Por isso, a necessidade da inclusão no campo das ciências da educação do estudo da educação em perspetiva histórica, filosófica, antropológica e sociológica; o trabalho de análise sobre a consistência epistêmica do campo das ciências da educação; o debate sobre as finalidades da educação e a importância das ciências da educação para a formação de professores e educadores: são todos aspectos a serem enfrentados no contexto das próprias disciplinas educacionais e espaços acadêmicos da área. Tal debate não podem ser considerado hoje, para retomar as palavras de Moritz, apenas uma “tagarelice moral”, mas faz parte da tentativa de uma definição cientificamente fundamentada e socialmente compartilhada do que é educação. Entendemos como Mellowki e Gauthier (2004, p. 544),
que os educadores não podem ser meros técnicos, pois tem a obrigação de estarem sempre em situação e em estado de reflexão, de estarem sempre atentos, de analisarem as situações, de decodificarem as intenções e de adivinharem o significado dos comportamentos de todos os seus alunos, ao mesmo tempo em que procuram resolver as questões, dificuldades ou problemas de- correntes dessas situações, intenções e comportamentos.

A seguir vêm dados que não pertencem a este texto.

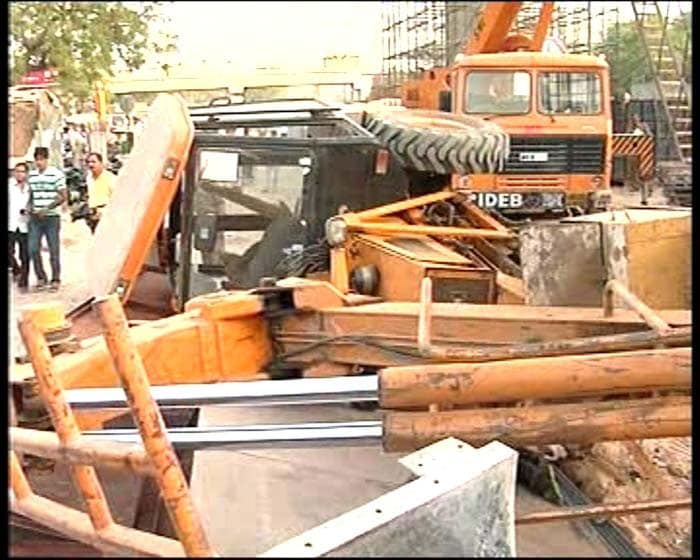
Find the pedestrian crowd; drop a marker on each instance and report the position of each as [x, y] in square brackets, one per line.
[37, 196]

Segundo os autores, embora os educadores tenham que recorrer inevitavelmente as técnicas para ensinar, eles não possuem uma fórmula mágica que se possa aplicar na sala de aula para que o ensino e a aprendizagem transcorram perfeitamente. As técnicas seriam apenas meios por intermédio dos quais os professores tentam colocar os conhecimentos gerais e disciplinares ao alcance dos alunos. Para que aprendizagem aconteça de verdade, ela deve agir como um intérprete, um tradutor e um divulgador (MELLOWKI; GAUTHIER, 2004). Em relação a isso, Flickinger (2014, 52) nos alerta dizendo que
na medida em as instituições clássicas de educação concentram-se na educação como processo prioritariamente dirigido à profissionalização mais eficiente possível dos jovens, obedecendo, assim, às exigências da economia e do mercado de trabalho, elas perdem de vista outras necessidades de sua ‘clientela’, a saber: auto-estima, liberdade de decisão ou orientação ético-moral.
É no sentido do educador se tornar interprete, tradutor e divulgador da realidade é que justificamos a relevância de uma reflexão sobre a articulação conceitual das ciências humanas que continua incluindo uma perspetiva dialógico-reflexiva, de comunicação discursiva entre as várias ciências. Se defendemos que a educação não tem apenas finalidades mercadológicas, mas também sociais, culturais e humanas, as ciências da educação deveriam se voltar para as demandas do mundo da vida, podendo encontrar na conversação discursiva a possibilidade de continuar cumprindo com o seu papel diante dos desafios sempre novos da formação humana.